Telstra customers are taking their caps off to the telco. The industry giant has infuriated users again, this time introducing caps to its previously unlimited data accounts on cable and ADSL.

SYDNEY (ZDNet Australia)--Telstra customers are taking their caps off to the telco. The industry giant has infuriated users again, this time introducing caps to its previously unlimited data accounts on cable and ADSL.

As of 5 July 2001, BigPond clients on the Freedom Plan will have imposed limits of 3 gigs per month of data.

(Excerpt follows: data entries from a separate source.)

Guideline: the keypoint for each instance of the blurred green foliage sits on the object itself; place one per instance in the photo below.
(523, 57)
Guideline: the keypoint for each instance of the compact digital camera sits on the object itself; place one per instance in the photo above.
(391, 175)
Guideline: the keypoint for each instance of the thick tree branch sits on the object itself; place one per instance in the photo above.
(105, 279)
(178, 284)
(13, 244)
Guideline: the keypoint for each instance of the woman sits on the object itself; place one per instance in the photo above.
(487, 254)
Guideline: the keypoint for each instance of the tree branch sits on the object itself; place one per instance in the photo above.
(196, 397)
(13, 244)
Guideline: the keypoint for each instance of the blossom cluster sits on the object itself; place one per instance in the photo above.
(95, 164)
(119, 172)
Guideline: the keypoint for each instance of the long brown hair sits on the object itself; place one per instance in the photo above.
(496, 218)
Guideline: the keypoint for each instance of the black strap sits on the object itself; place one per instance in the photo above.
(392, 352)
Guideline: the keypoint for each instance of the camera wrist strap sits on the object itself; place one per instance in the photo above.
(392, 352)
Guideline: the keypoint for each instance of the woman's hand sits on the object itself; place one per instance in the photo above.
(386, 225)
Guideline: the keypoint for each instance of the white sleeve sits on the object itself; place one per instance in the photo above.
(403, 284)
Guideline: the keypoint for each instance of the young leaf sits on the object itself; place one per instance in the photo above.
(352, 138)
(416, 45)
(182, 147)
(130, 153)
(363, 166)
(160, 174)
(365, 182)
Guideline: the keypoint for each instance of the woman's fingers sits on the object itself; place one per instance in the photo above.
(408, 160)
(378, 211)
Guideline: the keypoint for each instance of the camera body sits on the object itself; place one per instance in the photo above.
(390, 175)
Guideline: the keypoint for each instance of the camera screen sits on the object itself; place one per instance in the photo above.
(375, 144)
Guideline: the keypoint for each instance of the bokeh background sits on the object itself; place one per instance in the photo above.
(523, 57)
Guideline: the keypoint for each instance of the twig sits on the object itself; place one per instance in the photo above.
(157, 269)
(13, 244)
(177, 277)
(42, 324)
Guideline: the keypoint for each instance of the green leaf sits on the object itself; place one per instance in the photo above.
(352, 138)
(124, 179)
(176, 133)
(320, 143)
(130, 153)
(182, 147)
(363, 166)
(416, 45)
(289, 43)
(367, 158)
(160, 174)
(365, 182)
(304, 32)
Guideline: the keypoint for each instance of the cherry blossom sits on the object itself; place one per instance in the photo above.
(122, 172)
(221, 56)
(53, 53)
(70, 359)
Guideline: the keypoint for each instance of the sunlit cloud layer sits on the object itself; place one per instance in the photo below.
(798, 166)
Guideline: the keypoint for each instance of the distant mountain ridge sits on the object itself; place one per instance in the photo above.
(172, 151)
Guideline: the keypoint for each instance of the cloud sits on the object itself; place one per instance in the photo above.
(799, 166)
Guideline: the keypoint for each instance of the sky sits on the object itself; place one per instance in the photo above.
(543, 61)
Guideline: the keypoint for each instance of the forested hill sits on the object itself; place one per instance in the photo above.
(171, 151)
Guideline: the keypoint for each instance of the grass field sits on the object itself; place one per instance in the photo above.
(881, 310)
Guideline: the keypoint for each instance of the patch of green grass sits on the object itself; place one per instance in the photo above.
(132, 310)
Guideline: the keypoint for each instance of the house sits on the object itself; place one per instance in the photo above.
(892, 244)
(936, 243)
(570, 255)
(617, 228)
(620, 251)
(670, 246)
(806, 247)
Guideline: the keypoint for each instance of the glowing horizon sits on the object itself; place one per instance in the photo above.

Clients wishing to go over that amount will be charged at a rate of 35 cents per additional megabyte--basically AU$350 (US$180.39) per additional gigabyte of data.

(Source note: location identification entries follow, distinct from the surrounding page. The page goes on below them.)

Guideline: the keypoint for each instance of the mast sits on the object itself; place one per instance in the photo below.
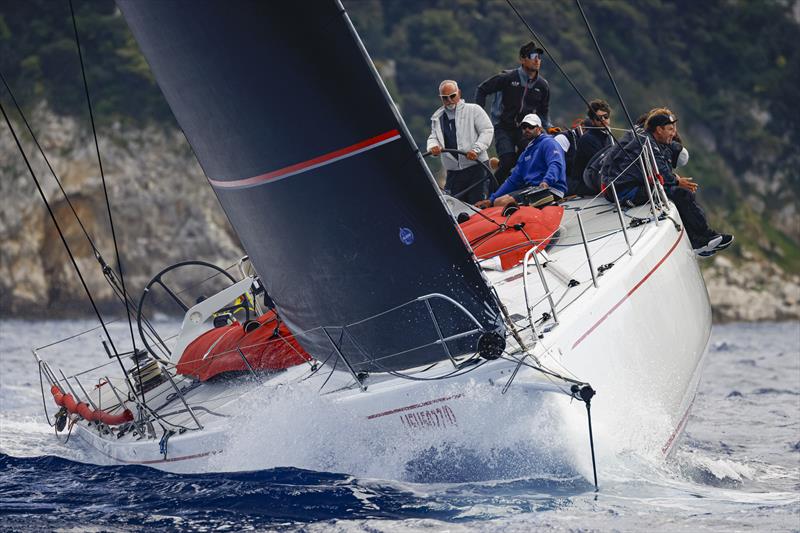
(319, 176)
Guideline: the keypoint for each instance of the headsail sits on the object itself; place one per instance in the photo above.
(318, 175)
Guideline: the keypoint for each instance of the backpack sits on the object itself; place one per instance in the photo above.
(592, 176)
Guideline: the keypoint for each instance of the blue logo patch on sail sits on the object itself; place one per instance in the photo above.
(406, 236)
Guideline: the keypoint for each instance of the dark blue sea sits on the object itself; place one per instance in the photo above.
(737, 467)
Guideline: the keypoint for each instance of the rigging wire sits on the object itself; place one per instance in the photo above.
(108, 272)
(605, 66)
(58, 228)
(103, 178)
(108, 208)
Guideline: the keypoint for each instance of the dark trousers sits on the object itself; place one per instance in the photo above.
(505, 142)
(692, 215)
(459, 181)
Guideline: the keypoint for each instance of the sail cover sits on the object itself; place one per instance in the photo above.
(319, 177)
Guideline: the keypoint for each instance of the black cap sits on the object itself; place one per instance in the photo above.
(529, 48)
(661, 120)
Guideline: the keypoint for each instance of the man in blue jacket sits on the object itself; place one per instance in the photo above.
(540, 165)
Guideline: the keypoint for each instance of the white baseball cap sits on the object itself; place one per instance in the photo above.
(532, 119)
(562, 140)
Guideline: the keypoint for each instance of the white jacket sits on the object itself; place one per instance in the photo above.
(474, 131)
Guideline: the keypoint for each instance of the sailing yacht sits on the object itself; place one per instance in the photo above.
(361, 282)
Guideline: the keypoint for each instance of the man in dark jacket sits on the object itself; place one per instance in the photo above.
(595, 137)
(518, 92)
(626, 173)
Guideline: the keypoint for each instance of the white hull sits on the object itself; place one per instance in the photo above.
(638, 339)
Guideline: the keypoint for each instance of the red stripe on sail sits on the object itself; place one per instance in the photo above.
(297, 168)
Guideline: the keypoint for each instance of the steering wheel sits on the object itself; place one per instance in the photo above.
(146, 328)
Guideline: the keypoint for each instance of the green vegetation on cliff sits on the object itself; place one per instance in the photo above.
(729, 68)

In mail sent out quietly to users late yesterday, Telstra said it was addressing the issue of what was considered to be acceptable usage.

"This email is to notify you of a modification to the Acceptable Use Policy for the Telstra BigPond broadband Internet Freedom Plan," it said.

"This is because around five percent of users take up 35 percent of total bandwidth at any one time. This group places a severe burden on the network, which greatly reduces performance for most customers.

"The three GB allowance per month represents something like 600 MP3 songs (average 5Mb per song) or 300 two to three minute MPEG videos a month. If you use the Net mainly for email or surfing and reasonable music and video downloads, you should not be affected at all. Gamers should be able to enjoy up to 300 hours a month of broadband multi-user gaming," Telstra said.

The change only relates to Freedom Plan customers, not to customers on volume based plans, according to Telstra.

ZDNet has been inundated with emails from furious users on the back of Telstra's announcement.